Opinion
11-cv-1082.
July 26, 2011
MEMORANDUM
THE BACKGROUND OF THIS ORDER IS AS FOLLOWS:
Presently pending in this action that was removed from York County Court on July 6, 2011, is Defendant Marley Engineered Products' ("Defendant") Motion to Dismiss. (Doc. 3.) Defendant filed the Motion and a Brief in Support thereof on June 13, 2011. ( See Docs. 3, 4.) The time to file a Brief in Opposition expired on June 30, 2011 with no response from Plaintiff Vidmar Distributors, Inc. ("Plaintiff"). Though pursuant to our Local Rules we may have deemed Plaintiff not to oppose the Motion and granted it based upon Plaintiff's failure to respond, in an abundance of caution we issued an Order warning Plaintiff that we will grant the Motion as unopposed unless Plaintiff filed a response by Monday, July 25, 2011. (Doc. 7.) Plaintiff neglected to respond, and we can only assume that it has abandoned this litigation and does not oppose the Motion to Dismiss. In addition to Plaintiff's failure to oppose, we find upon thorough review of the Motion and the Complaint that the merits of the Motion to Dismiss likewise justify dismissal. An appropriate Order shall enter.
To briefly summarize, Defendant first argues that Plaintiff has failed to state a claim for the alleged violation of the Racketeer Influenced and Corrupt Organizations, 18 U.S.C. § 1961 et seq. ("RICO") because this is a typical commercial dispute and, at best, the Complaint could only support a tort or contract claim. Further, Defendant notes, and we agree, that Vidmar has failed to allege that Defendant conducted or participated in an enterprise that affected foreign or interstate commerce through a pattern of racketeering activity. ( See Doc. 4 pp. 8-9 (citing Sedima, S.P.R.L. v.
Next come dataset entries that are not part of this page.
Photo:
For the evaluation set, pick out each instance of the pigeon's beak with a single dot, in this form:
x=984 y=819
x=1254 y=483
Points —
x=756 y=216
Imrex, Co., 478 U.S. 479, 496 (1985)).) Specifically, and importantly, the Complaint does not allege the commission of racketeering activities.
Second, Defendants argue that Plaintiff fails to state a breach of contract action because Plaintiff does not identify the existence of a valid contract between Plaintiff and Defendant. Rather, the Complaint demonstrates that Defendant offered a price quotation and "[t]he general rule is price quotations are not offers, but rather mere invitations to enter into negotiations or to submit offers." Bergquist Co. v. Sunroc Corp., 777 F. Supp. 1236, 1248-49 (E.D. Pa. 1991). The Complaint alleges preliminary negotiations, in which Plaintiff expressed an interest in, at some point, purchasing an unspecified amount of fans, Defendant responded with a price quotation, and Plaintiff never followed up. We do not construe this interaction to have formed a valid, enforceable contract.
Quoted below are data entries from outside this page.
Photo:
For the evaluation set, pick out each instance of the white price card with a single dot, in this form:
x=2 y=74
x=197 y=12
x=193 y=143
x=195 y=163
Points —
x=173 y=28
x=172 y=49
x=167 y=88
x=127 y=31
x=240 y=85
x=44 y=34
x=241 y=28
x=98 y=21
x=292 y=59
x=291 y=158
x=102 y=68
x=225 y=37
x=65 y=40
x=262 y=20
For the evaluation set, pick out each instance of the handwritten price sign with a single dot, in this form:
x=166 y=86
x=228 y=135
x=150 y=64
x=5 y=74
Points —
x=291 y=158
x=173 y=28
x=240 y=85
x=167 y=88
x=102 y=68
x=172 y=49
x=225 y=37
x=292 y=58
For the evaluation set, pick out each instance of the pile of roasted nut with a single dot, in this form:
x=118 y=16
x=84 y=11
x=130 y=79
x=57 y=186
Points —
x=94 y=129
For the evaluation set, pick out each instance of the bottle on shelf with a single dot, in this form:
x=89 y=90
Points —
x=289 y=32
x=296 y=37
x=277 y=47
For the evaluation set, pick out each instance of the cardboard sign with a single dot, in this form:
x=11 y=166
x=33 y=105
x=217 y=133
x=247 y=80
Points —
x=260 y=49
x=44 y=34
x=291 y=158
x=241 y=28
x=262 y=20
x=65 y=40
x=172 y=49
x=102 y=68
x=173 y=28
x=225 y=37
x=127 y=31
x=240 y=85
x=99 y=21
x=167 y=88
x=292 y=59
Third, as Defendant argues and we find, Plaintiff fails to state a claim for detrimental reliance because it has not alleged in the Complaint any false or misleading conduct by Defendant.
And, finally, Plaintiff fails to state a claim for tortious interference with prospective contractual relations. To state such a claim, a plaintiff must demonstrate the following: (1) a prospective contractual relationship between the plaintiff and a third party; (2) an action by the defendant specifically intended to harm the prospective relationship between the plaintiff and the third party; (3) conduct by the defendant that a fact finder could reasonably find improper or is improper as a matter of law; and (4) damages. Univ. Graphics, Inc. v. Pro-Image Corp., 913 F. Supp. 338, 342 (M.D. Pa. 1996). The Complaint fails to allege that Defendant intended to harm Plaintiff's bid and it fails to reasonably identify specific facts that could demonstrate that Defendant's conduct was improper.